Wednesday, 26 August 2015

Miracles and Irrelevance



A miracle is most commonly defined as something happening that defies or breaks natural law. It's when something science says can't happen, does happen. What else could it be but a miracle? An intervention by a force superior of the laws of gravity, or entropy, or medicine. A break in the pattern of established knowledge or understanding. Something we can't explain.

Science, however, is full of things that it cannot explain. Its usual response is to say, "that's very interesting. We don't know the answer now, but one day we will." (Not a response allowed to the religious, who are expected to be able to answer literally any question that is put to them, on pain of revealing themselves to be fools and con men if they can't).

The reason nothing can happen that violates natural law is that natural law is made up of whatever actually does happens. If you have a law that says that what goes up must come down, and something goes up and doesn't come down, you have not violated natural law. What you have done is shown that that law needs to be rethought, revised, to take into account this new fact, this new occurrence. And natural law is perfectly able to do that. New information is built into the idea of science. Is there room for new information in your religion? Because, I've got to tell you, new information is coming at us pretty relentlessly.

It's one thing to say that scripture contains all that is necessary for salvation, to use Christian terms. It is another thing to say it must shut out all future facts, scholarship, experience, understanding, and social movements. Christians must respond to the world, interact with the world, yes, even learn from the world. That is because we must live in the world. Scripture must not be sealed off from life, a seamless web that must be forever protected, or a particular culturally-determined view of which, must be walled off from things like feminism and evolution. The Bible is not at war with life as much as you think.

The strength of science is its flexibility, it's openness. It can change and shift direction and absorb new events and new information and generate and respond to new ideas, all while still maintaining its integrity as science. Can religion? Can your religion? Are we locked in a once-and-for-all, full stop, hermetically sealed, self-contained system dropped on the world from outer space? Once an opinion of it is formed, must it simply be repeated over and over again endlessly and without nuance because that's what faith is? Which of those as described, science or religion, is more alive, more relevant?

It is not enough to simply repeat religious views over and over. Repetition is not faith. Being secure enough to reach out, branch out, to take in and turn over, even accept, modern issues, to dance a new dance because it is still you who are dancing, still your feet, your heart, your faithful self. Being faithful to dancing doesn't mean never learning new moves, or new music; we don't have to always and only dance to klezmer or panpipes. But we do have to dance. As faithful people we are not allowed to sit them all out. Try dancing to feminism, rather than sulking in a chair against a wall at the stupid music kids listen to today.
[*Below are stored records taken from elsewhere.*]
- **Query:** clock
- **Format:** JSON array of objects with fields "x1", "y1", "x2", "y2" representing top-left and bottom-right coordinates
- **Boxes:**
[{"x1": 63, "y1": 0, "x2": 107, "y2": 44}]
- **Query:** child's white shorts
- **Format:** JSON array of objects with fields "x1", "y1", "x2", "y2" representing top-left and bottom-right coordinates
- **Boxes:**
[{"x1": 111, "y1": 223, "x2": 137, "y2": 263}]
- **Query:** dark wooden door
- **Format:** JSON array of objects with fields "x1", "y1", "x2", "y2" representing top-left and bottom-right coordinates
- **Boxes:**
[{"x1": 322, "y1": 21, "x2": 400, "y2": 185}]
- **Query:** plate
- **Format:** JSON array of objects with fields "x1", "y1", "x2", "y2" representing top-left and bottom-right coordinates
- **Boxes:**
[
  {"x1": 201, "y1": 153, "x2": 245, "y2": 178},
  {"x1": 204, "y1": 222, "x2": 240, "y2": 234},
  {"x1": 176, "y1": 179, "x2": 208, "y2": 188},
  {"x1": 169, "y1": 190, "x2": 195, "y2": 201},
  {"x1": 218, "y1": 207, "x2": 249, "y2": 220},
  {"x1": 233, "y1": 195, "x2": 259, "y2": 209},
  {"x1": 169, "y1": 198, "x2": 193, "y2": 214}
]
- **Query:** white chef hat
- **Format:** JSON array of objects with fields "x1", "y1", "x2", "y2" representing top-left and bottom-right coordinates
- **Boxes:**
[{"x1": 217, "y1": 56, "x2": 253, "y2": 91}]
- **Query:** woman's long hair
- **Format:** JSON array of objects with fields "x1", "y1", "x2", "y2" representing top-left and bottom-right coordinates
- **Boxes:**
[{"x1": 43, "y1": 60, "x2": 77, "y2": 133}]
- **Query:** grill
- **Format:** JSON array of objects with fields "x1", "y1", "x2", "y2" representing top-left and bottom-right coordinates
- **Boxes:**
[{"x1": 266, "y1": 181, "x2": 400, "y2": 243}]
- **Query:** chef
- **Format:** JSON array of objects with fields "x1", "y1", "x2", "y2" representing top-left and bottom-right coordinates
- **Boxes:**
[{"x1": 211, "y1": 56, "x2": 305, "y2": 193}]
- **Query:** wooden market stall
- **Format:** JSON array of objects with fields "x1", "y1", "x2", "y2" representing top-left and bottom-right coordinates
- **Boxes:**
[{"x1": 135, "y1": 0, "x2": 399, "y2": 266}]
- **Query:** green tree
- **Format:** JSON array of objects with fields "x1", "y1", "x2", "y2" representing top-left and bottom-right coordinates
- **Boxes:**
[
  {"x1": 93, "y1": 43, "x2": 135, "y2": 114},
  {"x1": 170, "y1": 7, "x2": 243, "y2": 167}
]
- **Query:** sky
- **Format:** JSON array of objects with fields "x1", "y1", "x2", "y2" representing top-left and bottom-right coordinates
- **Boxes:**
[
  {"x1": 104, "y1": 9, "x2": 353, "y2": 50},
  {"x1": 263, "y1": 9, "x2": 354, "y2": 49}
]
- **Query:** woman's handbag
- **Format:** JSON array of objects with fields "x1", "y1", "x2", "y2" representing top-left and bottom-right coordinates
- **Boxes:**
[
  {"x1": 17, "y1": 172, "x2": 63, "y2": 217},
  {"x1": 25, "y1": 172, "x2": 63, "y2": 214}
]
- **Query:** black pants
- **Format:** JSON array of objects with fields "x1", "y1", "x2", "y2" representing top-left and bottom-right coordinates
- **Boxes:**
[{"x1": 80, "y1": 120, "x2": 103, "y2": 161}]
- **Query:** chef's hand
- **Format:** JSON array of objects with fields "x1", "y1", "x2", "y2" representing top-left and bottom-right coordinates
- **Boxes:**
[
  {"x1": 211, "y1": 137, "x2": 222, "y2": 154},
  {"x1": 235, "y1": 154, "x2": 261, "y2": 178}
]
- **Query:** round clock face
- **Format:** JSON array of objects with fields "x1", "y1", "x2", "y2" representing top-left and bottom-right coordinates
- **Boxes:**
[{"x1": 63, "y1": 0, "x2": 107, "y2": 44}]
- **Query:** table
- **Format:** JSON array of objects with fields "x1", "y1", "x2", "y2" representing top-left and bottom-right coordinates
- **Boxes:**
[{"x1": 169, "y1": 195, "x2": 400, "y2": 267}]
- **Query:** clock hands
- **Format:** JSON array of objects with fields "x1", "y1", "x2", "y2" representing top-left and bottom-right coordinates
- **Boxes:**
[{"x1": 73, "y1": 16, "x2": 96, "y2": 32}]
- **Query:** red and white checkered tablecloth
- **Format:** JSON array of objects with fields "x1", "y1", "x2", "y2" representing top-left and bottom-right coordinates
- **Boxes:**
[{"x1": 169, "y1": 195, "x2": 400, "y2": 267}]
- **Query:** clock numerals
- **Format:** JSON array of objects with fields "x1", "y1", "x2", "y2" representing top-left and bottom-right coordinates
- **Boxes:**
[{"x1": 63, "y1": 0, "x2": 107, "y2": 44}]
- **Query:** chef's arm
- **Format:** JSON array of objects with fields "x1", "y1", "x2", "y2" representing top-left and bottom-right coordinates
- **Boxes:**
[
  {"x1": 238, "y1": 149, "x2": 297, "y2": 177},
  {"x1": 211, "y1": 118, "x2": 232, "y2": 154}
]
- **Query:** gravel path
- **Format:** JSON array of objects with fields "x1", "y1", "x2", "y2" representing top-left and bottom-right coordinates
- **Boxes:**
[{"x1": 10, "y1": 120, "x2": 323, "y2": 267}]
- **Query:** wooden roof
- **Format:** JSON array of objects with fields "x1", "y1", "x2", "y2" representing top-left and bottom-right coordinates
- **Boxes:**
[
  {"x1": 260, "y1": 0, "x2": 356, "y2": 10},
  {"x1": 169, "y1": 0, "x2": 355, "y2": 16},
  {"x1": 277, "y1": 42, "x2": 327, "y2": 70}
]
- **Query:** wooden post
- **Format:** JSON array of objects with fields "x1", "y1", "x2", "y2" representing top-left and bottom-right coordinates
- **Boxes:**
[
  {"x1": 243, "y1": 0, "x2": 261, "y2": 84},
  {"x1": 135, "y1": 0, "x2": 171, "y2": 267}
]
Listen, the world is playing that tune, Evolution, again. Step out and take a twirl. The faith of the dance interacts with the music of social progress. Yes, you love your dance partner. Yes, it is heart pounding exercise. Yes it should be done joyfully. Be flexible, limber. Don't just stand there like you are up to your knees in gravel. Live, in the world as it is now, not as it was two thousand years ago. Faith is timeless, but belief in Noah's arc need not be. Jesus is for me, but I am me in this world, not AD 33.

The Bible is just the written down part of Christianity, and if all we needed was the part written down 2,000 years ago, then we would not have churches and denominations and theologians and priests and services/liturgy, music, sermons, communion, or the lived-in-this-world personal experiences of individuals relating to each other.

The difference between a novel and a play is that a play is alive. A novel happens inside you, in your head. A play outside you, in the world. Every performance of a play is different. Every actor brings something to the same script. Settings can change, costumes, techniques, scenery, machinery, - at one time females roles were played by men - classics are still performed, modern works are added. But if scripture is a novel, religion is a play. A play is acted on, acted out, in real time, by different generations. We have know Hamlet, but we neither present it nor experience it the way it was in Shakespeare's day. It is next to impossible to recreate that first performance, as interesting as trying to is.

I know you think the Bible is special because it was written by God but in truth it is Hamlet written by committee. Based on history, written by genius, expressed with poetry and plot and inspiration, insight, the Spirit; it attracts the most brilliant to it and is known even to the smallest in our culture. It has been studied for centuries. People devote their lives to understanding it. The Bible contains what is sufficient for Christian salvation. It is not the key to biological research or space travel. It is what brings God closer to Christians. But if the conversation ended in AD 100, no wonder some find it boring and irrelevant.